WA we originally picked for financial reasons.  And then we drove up here.  And I fell in love.  It seemed an idyllic conglomeration of the NY childhood setting I'd longed for my whole life and the west coast mentality that had overwritten most of my world view.

So we came here, and life started falling into place.  Things began to run smoothly, progress was being made, I started getting better, health-wise.  Money was easier, and I was finally starting to feel content, if not happy, for the first time in... Well, ever.  Even despite still being sick.

2010 started full of promise.  I'd just been put on new medication that fixed me, almost instantly.  And I could do the things I hadn't been able to in years.  Most importantly, I could THINK again.  Unfortunately, what started as such a positive, promising, uplifting year hasn't ended up that way.  And being able to fully use my mind again has been a double edged sword.  When things started crumbling, I could see it.  I comprehended.

Too much has gone on to detail it all.  But what started out as the perfect life, just me and M in our spacious (at the time) apartment, with little to no pressure, and plenty of freedom, has been turned on it's ear.

My son moved in with us bringing a whole other person's worth of emotional and social problems with him, I've had to start a custody battle I can't afford, M's mom moved in next door and brought all her financial problems with her.  Friends have had medical crises, and family too.  My dad is going through his second divorce, and almost got himself killed in a car wreck.  Other friends have lost jobs, or worse, lost spouses to cancer.

With all this chaos going on around me, strangely the biggest changes have been inside myself.  And I'm not entirely sure what to do about them, or if I should do anything about them at all.  That key change last year of having the fog lifted from inside my head... Flipped some switches in me.

I've found parts of myself reawakened that I'd almost forgotten the existence of.  Desires refueled, lusts rekindled, needs unearthed.  And these things don't fit in to the life I've spent most of my efforts building.  At least, I don't think they do.  If they do, I have no idea how to integrate them.

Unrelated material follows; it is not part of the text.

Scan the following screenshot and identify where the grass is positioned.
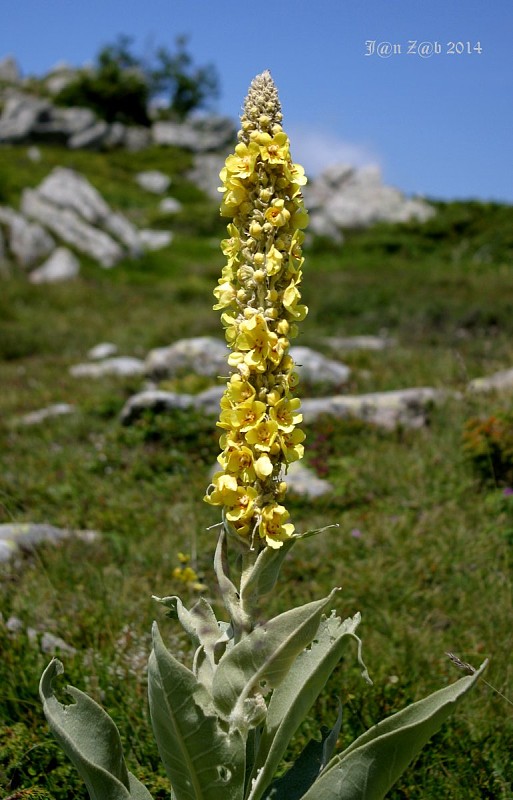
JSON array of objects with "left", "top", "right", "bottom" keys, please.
[{"left": 0, "top": 148, "right": 513, "bottom": 800}]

So here I find myself at the beginning of another new year, 32 years old, feeling like my own skin doesn't fit.  Like a stranger in my own life, not knowing anymore how I even got here and having no clue what, or where, I'm supposed to be.

One friend of mine accused me of having a mid-life crisis a decade early.  Maybe he's right.  Maybe I've gone through so much of life trying to do "what's right" that I never really got round to considering whether or not it was what's right for me.  And I have no idea where to start in doing that, except... Something keeps coming back to me from when I was a little kid and exploring the Cali countryside.  I don't even remember who said it, but the saying has been running through my head since getting drunk to the point of catharsis last Friday night.

"Before you can figure out where you want to go, you have to find out where you are"

So, I guess that's what I'm after -- finding out where, exactly, I am.  So that I can figure out where I want to be, and how best to get there.  Trudging through life aimlessly hasn't served me well thus far.  It's time, well past time, for me to give it up.

As for what word I'd like to embody 2011 -- Direction.  I'd like to be able to look back on this year and be able to say that I've finally found my internal GPS, turned it on, and at least decided where I want to go.  If I haven't started heading there already.